Disney making a film about anthropomorphized Animals is nothing new, With films like 1973’s Robin Hood and 2005’s Chicken Little being the studio’s most notable examples. While those two films had rather varying degrees of success to say the least, Zootopia takes the concept and does wonders with it. The amount of sheer creativity and attention to detail that’s given to this world is staggering, and I wouldn’t be surprised if Disney’s working on a “Zootopia” themed park right now. The primary location of the film, Zootopia, is made up of several different areas and locations that each have their own distinct look. One minute we’re in the snow covered tundratown, and the next we’re in the dark and damp Rainforest district. All of these locations have nice detail and atmosphere, but I wish we could’ve spent a bit more time in a few of them. The film has mostly good pacing, but the third act feels a tad rushed. This is really just a nitpick, but it’s only a flaw worth mentioning because the first two acts flow almost perfectly, While the climax in particular feels like it needed just a little more kick.
As you’ve probably guessed by now, the animation featured is some of Disney’s best Computer animation to date. While I wouldn’t call it’s visual style game-changing, it’s still a confidently crafted piece of art. Animators deserve far more credit than they currently get, because they’re just as (if not more) talented actors as the celebrities voicing the characters. The character animation on the two leads specifically; Judy Hopps and Nick Wilde, is wonderfully expressive and really helps convey their emotional story arcs. Speaking of the characters, Judy and Nick play off each other well, and while their relationship is played mostly for laughs near the beginning, the film takes a surprisingly emotional turn about half-way through, and their friendship becomes even more meaningful and interesting as the film goes on. The supporting cast of Zootopia is just as memorable and funny as you’d expect from a Disney animated feature, from the intimidating and sometimes humorous police chief Bogo, to the slightly oblivious yet irresistible officer Clawhauser, each of the major characters leave an impression, and will most likely stick with you after the film.
The only character I was less than thrilled with was the villain.

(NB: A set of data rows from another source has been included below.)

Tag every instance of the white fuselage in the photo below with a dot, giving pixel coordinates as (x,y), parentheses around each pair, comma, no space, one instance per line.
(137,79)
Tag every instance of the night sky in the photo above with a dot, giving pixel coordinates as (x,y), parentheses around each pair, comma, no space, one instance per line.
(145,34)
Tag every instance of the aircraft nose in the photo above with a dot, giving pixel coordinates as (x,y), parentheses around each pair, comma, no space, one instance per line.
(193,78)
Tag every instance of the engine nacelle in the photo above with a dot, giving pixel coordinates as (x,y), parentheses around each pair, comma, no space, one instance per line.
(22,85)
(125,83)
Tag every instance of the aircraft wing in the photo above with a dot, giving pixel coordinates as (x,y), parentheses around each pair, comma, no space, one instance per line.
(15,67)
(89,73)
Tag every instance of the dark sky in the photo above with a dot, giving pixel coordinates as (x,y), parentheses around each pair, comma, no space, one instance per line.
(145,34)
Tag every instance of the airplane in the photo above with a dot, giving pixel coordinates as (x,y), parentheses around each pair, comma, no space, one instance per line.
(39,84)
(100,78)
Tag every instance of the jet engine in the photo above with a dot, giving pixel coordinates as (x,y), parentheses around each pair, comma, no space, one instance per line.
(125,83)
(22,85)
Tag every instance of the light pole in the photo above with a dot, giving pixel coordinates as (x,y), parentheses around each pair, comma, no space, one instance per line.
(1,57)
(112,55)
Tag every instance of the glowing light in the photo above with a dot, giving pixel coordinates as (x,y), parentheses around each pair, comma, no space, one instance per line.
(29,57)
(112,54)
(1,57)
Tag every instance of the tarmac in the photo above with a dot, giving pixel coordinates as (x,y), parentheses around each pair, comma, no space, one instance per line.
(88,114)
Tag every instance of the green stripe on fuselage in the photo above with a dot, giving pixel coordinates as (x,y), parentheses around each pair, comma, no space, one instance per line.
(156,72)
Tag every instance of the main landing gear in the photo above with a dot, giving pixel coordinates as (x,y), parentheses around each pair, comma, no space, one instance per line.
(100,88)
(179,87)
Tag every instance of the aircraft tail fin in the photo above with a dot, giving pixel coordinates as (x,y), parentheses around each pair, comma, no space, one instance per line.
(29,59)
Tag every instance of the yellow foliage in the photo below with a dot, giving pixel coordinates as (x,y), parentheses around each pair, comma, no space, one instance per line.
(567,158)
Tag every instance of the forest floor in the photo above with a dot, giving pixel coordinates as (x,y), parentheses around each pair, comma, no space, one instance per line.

The film’s antagonist isn’t bad, and their plan is actually pretty despicable, but I’d really like to see a big memorable Disney villain again. We haven’t really had one that’s stood out since Princess and The Frog’s Shadow Man. The most interesting thing about Zootopia, by far, is it’s social commentary within the story. The main antagonist in Zootopia is discrimination, an issue that’s extremely relevant today. I don’t generally talk about politics or any real-world issues in my movie reviews, but you’ve all seen the news. The different types of animals in the film could easily represent various races, and though some may find the film’s message against racism less than subtle, It’s nonetheless very powerful, and it’s execution is handled maturely, yet simply enough for all ages to understand and appreciate.
This is possibly Disney’s most topical film they’ve ever produced. the film features topics and themes that range from prejudice, identity, and even racism. Zootopia is yet another fantastic entry in Disney’s recent era of instant classics, and it’s deserving of it’s place as the biggest film of the year so far, both financially and critically. Despite some minor pacing issues, this is one of their best modern films yet, and one of my favourite films of the year thus far.